There are plenty of fantastic milestones in your children’s lives.
First day of kindergarten. Getting a driver’s license. Prom. Wedding. Rebounding from that corporate wide-layoff.
I have experienced plenty of wonderful milestones for both of my kids, and I am sure the upcoming achievements will be equally awesome.
But I have a hard time believing that any of these upcoming events will be as moving, as touching, as emotional — and most importantly, as helpful — as the day I turned over the lawnmower to my daughter.
My daughter is 14, and a quick check of the Googler will tell you that the American Academy of Pediatrics says that a child can start to be your grass cutting mule at age 12. I spent a few moments lamenting two years of cutting my own grass, but decided to focus on the future.
I told my daughter that I wanted her to help me with some yard work, and she was pumped about that. The reason for that is that her version of doing yard care is having me do the work while she walks around the yard with her earbuds in singing loudly to her Itunes collection. Normally, our yard work sessions involve this conversation:
ME: Are you going to help in the yard or just walk around singing?

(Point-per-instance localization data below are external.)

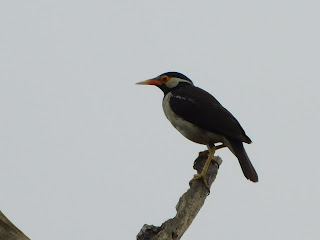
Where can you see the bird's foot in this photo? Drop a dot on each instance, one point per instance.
(200, 176)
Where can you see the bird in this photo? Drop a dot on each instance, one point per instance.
(199, 117)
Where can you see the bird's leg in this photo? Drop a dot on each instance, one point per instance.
(220, 146)
(205, 168)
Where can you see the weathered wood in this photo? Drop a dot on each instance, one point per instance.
(187, 208)
(8, 231)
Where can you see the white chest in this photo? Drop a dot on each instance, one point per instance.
(187, 129)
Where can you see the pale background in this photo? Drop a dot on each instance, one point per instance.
(86, 154)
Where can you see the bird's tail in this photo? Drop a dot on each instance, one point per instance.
(247, 167)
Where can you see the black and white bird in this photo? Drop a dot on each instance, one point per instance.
(198, 116)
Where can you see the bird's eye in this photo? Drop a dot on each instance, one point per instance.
(164, 79)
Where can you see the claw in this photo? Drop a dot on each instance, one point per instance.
(204, 180)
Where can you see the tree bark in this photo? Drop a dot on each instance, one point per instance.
(8, 231)
(188, 206)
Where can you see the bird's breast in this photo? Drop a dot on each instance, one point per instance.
(188, 129)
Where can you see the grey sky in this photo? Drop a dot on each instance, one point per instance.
(86, 154)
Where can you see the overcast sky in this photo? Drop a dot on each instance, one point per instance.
(86, 154)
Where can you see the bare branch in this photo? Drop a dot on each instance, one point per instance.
(187, 208)
(8, 231)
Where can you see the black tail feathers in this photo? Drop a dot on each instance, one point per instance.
(247, 167)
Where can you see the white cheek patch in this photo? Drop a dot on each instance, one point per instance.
(173, 82)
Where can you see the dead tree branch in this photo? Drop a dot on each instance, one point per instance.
(187, 208)
(8, 231)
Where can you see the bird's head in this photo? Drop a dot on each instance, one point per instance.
(168, 81)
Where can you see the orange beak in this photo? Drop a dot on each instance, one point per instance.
(152, 81)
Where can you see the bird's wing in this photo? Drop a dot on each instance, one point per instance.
(200, 108)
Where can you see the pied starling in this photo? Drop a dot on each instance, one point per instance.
(198, 116)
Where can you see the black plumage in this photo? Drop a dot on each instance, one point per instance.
(198, 116)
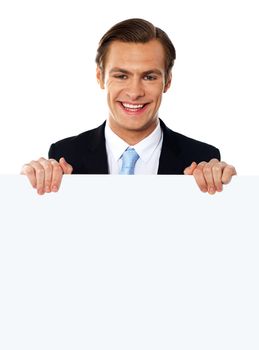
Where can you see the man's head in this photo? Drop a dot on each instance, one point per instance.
(134, 62)
(136, 30)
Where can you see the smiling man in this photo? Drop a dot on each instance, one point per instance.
(134, 65)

ME: If you’re just going to wander around the yard singing, just go inside.
ME: Wait, what!?!?
But this time would be different. She would have a definable task, along with the opportunity to operate a machine that could cause potential mangling.
I went over the rules. And rule one? Yeah, those sandals — while absolutely darling — have to go. Go get some actual shoes on. I don’t need a toe decoration in the front yard. Second rule — I don’t care what your brother does, if you chase him with said lawnmower, we will have issues. That pretty much covered it.
I explained to her how to start the mower and how to start on the outside and take lap after lap, making the cuttable yard smaller and smaller with each pass. I explained to her that, at the end of the laps, she will have a single line of grass clippings that are easily raked up.
So she sidled up to the mower to execute phase one. Our mower was made some time around 1978 and is delightfully devoid of any modern amenities such as a bag, automatic acceleration, a sharp blade, etc. She grabbed the cord and yanked. The cord extended about a foot, then caught, and then the mower tilted off the ground onto two wheels before crashing back down.
“Doesn’t sound started to me,” I said. She appreciated that. She eventually got the hang of pulling the entire cord and pulled over and over again without a single success. Not even a putter.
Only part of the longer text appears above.